A big attraction at the event was the Wienermobile, a promotional vehicle for Kraft Foods’ Oscar Mayer. The “borntobun” vehicle is featured at fairs, festivals and special events and is part of a fleet.
“Sizzlin’ Stephen” Hays, a public relations and advertising graduate of the University of Missouri, and “Atta Dog Alex” Connett, a communications graduate of the University of Texas at Austin, are touring the Midwest. Some people brought their own cameras to take photos by the bright yellow and orange vehicle while others had Hays and Connett take photos, which would be emailed to them.
Hays said people ask all kinds of questions about the Wienermobile — like how fast can it go. “We can haul buns,” said Hays, who admitted puns are part of the daily fare. The Wienermobile is driven the speed limit, and drivers take a special course to learn to handle the vehicle. Hays said people stare, smile and wave at the vehicle that is 11 feet tall (24 hot dogs high), 27 feet or 60 hot dogs long and 8 feet wide or 18 hot dogs. The fiberglass hot dog and bun are based on a bread truck chassis powered by a Chevrolet VORTEC engine.

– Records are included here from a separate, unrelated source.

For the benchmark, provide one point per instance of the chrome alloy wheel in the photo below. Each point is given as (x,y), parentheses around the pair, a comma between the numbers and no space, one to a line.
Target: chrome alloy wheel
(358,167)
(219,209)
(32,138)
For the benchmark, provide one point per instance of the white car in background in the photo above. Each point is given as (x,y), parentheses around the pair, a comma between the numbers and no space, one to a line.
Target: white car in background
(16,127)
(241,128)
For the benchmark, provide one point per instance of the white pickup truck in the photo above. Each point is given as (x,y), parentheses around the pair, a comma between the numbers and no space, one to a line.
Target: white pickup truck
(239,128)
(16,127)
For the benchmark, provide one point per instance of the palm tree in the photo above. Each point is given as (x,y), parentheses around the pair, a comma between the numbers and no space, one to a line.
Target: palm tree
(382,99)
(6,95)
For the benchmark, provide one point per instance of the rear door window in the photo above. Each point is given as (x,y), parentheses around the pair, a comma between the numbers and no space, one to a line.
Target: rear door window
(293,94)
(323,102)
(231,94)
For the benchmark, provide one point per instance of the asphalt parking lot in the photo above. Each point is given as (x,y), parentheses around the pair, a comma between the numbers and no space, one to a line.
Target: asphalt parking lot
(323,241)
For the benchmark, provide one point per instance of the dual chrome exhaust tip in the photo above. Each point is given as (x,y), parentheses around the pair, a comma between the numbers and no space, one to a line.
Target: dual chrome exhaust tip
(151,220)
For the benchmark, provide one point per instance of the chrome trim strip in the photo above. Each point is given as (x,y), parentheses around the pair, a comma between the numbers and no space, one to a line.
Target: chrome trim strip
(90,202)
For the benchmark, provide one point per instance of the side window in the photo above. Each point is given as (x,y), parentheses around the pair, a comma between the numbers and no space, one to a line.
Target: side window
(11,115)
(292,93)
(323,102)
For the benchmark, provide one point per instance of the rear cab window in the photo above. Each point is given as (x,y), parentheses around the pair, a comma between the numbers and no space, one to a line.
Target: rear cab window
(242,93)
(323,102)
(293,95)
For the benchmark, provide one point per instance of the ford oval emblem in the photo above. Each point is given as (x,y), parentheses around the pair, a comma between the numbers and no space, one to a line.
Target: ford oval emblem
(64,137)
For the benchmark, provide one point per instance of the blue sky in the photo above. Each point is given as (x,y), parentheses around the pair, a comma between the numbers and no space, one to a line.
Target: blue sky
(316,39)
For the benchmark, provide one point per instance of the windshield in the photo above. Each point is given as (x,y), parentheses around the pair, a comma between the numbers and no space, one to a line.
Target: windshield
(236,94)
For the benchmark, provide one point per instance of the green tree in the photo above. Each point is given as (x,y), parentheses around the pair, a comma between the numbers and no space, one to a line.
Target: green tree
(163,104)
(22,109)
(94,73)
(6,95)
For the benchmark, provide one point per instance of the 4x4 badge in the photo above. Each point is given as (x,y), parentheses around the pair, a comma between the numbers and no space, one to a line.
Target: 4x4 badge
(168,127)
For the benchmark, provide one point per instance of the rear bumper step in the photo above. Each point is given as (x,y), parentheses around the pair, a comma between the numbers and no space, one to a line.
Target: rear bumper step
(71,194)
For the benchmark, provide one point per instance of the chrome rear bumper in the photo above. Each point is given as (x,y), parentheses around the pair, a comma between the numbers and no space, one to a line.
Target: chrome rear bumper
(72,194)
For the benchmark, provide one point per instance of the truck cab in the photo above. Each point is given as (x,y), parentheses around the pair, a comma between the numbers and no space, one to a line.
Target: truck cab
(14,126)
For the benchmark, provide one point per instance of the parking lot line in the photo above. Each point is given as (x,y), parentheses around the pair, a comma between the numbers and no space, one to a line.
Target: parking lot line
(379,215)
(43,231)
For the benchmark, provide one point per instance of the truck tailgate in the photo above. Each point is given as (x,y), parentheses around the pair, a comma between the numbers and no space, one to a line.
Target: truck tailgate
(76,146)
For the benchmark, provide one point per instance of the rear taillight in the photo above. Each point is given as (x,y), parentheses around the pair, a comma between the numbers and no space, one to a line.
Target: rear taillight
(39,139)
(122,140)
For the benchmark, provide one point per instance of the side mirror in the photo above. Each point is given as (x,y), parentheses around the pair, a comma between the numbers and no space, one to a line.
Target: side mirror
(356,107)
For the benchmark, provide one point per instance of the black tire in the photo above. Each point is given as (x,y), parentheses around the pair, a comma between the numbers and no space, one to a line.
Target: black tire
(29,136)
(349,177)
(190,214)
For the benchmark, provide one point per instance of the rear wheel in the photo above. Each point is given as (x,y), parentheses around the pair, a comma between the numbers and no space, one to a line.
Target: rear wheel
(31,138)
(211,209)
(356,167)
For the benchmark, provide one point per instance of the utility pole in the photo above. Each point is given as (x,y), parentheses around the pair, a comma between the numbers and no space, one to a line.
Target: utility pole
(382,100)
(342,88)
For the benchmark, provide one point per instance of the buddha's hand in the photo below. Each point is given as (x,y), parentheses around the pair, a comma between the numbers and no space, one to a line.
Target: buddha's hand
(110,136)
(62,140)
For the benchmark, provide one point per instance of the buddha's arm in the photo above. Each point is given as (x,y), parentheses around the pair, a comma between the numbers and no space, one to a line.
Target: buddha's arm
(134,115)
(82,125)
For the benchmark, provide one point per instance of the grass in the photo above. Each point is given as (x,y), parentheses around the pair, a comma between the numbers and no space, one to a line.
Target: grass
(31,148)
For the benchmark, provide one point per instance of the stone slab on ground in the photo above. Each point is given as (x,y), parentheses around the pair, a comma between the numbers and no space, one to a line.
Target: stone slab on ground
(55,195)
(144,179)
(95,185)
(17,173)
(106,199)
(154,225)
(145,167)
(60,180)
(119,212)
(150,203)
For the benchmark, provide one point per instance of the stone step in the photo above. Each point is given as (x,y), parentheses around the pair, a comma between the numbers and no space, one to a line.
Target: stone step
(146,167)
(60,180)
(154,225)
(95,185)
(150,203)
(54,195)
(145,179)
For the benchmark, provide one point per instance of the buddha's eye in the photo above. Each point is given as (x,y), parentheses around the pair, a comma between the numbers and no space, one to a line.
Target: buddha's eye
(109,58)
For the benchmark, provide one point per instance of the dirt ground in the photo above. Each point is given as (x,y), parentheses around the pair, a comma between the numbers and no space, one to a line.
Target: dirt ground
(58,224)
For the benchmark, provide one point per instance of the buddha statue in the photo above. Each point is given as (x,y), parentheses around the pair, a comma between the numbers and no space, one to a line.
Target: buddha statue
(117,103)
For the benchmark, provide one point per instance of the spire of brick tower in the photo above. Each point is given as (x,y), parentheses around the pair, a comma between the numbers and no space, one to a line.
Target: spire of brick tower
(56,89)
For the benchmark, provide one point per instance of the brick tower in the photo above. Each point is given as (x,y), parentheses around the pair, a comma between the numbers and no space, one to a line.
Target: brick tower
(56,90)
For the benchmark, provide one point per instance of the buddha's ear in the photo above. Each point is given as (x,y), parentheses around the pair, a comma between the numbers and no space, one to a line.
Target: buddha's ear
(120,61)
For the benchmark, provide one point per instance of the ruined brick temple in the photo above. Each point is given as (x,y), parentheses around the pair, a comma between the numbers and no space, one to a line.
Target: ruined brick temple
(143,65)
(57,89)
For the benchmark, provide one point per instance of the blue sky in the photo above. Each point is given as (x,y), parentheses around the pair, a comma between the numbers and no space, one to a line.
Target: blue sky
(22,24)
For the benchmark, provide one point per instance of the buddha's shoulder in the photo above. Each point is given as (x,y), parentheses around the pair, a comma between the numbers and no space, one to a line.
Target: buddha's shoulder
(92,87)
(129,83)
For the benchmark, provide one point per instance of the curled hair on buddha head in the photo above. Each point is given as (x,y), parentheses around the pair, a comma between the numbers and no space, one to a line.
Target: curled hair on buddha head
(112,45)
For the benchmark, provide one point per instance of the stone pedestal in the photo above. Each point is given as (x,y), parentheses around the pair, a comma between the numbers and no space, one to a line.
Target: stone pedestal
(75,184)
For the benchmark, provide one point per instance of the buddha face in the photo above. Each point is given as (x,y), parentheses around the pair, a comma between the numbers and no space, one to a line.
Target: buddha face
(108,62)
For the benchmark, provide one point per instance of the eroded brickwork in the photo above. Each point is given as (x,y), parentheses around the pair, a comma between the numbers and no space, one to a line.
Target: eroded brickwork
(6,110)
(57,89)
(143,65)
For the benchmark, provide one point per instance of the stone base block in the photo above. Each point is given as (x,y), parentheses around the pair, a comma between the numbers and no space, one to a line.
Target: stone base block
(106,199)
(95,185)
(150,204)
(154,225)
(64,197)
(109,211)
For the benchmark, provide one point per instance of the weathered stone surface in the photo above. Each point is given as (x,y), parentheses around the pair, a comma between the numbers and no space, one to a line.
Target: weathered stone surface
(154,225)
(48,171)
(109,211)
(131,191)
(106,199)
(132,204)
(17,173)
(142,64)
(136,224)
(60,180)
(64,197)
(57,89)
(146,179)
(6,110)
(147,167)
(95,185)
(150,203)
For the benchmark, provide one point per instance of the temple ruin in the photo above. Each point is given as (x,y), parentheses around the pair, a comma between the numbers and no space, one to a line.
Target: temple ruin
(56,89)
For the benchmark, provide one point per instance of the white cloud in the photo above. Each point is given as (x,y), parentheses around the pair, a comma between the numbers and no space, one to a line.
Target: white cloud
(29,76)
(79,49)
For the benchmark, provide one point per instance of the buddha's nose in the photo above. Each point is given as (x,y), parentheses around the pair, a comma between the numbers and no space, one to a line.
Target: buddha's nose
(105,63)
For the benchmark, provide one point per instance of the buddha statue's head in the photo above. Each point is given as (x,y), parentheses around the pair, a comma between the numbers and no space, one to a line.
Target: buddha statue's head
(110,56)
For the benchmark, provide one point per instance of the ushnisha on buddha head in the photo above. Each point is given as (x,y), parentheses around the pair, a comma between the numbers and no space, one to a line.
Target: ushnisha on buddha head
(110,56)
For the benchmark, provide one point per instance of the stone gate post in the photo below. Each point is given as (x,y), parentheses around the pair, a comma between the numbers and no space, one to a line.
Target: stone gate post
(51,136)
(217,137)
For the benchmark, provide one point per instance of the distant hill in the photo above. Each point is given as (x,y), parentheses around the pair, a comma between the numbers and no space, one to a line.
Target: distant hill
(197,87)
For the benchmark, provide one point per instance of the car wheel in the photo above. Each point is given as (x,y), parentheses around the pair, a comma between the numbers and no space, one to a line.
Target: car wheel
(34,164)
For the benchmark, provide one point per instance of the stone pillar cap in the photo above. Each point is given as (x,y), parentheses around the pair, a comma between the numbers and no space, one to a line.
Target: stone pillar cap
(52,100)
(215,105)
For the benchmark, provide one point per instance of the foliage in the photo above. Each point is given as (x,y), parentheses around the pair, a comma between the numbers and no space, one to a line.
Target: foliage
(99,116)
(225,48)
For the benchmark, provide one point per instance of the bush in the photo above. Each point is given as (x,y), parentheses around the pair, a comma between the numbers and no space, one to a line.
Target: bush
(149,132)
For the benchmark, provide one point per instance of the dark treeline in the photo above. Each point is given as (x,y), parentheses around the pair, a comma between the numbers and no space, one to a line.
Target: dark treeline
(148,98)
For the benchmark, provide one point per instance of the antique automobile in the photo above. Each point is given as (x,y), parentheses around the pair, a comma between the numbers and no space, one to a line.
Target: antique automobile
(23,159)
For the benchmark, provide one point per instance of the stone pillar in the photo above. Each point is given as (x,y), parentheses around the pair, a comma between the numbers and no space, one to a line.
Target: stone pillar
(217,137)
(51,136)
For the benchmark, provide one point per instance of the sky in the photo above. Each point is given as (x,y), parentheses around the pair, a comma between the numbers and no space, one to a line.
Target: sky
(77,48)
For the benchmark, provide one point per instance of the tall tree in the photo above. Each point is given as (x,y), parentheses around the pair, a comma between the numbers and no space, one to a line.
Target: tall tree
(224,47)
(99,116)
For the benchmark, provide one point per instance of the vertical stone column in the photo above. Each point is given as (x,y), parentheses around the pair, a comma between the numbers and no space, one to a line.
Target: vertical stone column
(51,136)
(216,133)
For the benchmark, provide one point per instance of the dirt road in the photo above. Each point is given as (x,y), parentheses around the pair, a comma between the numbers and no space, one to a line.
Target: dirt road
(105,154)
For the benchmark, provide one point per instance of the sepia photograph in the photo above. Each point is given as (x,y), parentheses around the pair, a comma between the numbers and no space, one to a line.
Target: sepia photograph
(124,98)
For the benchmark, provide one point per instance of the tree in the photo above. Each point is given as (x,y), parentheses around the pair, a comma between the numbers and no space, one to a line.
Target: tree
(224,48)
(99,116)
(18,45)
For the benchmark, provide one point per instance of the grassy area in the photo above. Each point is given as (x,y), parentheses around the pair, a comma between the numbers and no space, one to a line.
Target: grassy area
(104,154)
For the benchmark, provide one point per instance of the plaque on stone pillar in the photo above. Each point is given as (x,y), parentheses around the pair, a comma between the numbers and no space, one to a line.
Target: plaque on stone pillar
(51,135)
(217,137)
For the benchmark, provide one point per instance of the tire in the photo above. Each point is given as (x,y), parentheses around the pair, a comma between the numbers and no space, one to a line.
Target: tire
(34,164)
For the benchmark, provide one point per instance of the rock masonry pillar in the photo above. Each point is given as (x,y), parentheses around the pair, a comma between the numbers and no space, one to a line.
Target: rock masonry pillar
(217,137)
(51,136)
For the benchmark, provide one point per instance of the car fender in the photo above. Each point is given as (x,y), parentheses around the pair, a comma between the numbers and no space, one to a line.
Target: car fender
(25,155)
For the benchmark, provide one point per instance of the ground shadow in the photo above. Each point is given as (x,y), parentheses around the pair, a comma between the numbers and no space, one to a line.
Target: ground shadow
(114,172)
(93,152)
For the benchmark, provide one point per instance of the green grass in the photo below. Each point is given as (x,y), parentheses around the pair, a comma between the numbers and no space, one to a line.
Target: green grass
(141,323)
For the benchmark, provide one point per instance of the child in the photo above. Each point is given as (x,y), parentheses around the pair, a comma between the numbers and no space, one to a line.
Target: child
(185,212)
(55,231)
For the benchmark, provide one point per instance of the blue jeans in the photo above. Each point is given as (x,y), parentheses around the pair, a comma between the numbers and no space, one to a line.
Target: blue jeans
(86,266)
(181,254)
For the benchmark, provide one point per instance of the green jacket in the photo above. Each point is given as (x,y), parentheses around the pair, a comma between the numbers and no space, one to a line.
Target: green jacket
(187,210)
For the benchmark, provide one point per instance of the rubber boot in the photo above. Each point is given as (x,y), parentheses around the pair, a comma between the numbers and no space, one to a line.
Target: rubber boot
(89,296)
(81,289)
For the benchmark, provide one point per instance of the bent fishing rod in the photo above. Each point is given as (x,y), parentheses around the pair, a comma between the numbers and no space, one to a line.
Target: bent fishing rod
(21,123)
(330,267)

Jason Brown of Newton Falls and his son, Caden, 3, had their photo taken holding up hot-dog cardboard cutouts. “I had read about Harry Stevens,” Brown said. When he saw that the Wienermobile would be at the event, Brown said he knew they had to see it and have a photo as a remembrance.
“I eat two or three hot dogs a week ... mostly with ketchup and mustard or chili and cheese from the hot dog shop,” Brown said.
Also getting their photo taken was Gary and Linda Armstrong of Gustavus. “I grew up on that commercial [Oscar Mayer] and remember that jingle,” she said.
The Wienermobile is part of their honeymoon memories. “I think it was on I-80 in New York. We were headed one way and saw the Wienermobile go the other way,” he said of the memory of 36 years ago.
When the couple saw that the Wienermobile would be at the festival, they knew they wanted a hot-dog cardboard cutout photo at the vehicle.
Jennifer Emswiller of Transfer, Pa., brought her 7-year-old dachshund, Gus, to participate in the wiener dog races. Gus, who was paralyzed four year ago but had therapy and is now OK, came in third. “He likes to chase,” his owner said.
Carrie Kibby of The Avenue and Main said the event was meant to honor one of Niles’ notable citizens. She said the organization works on the beautification of Niles and safety with block watch groups.
Niles Historical Society offered a display of Harry Stevens photos and information. Nancy Malone, president, said the event was a good way to showcase some of Niles’ history.
The event included a baseball clinic, cornhole tournament, parade, music, hot dog dressing contest and wiener dog races and costume contest.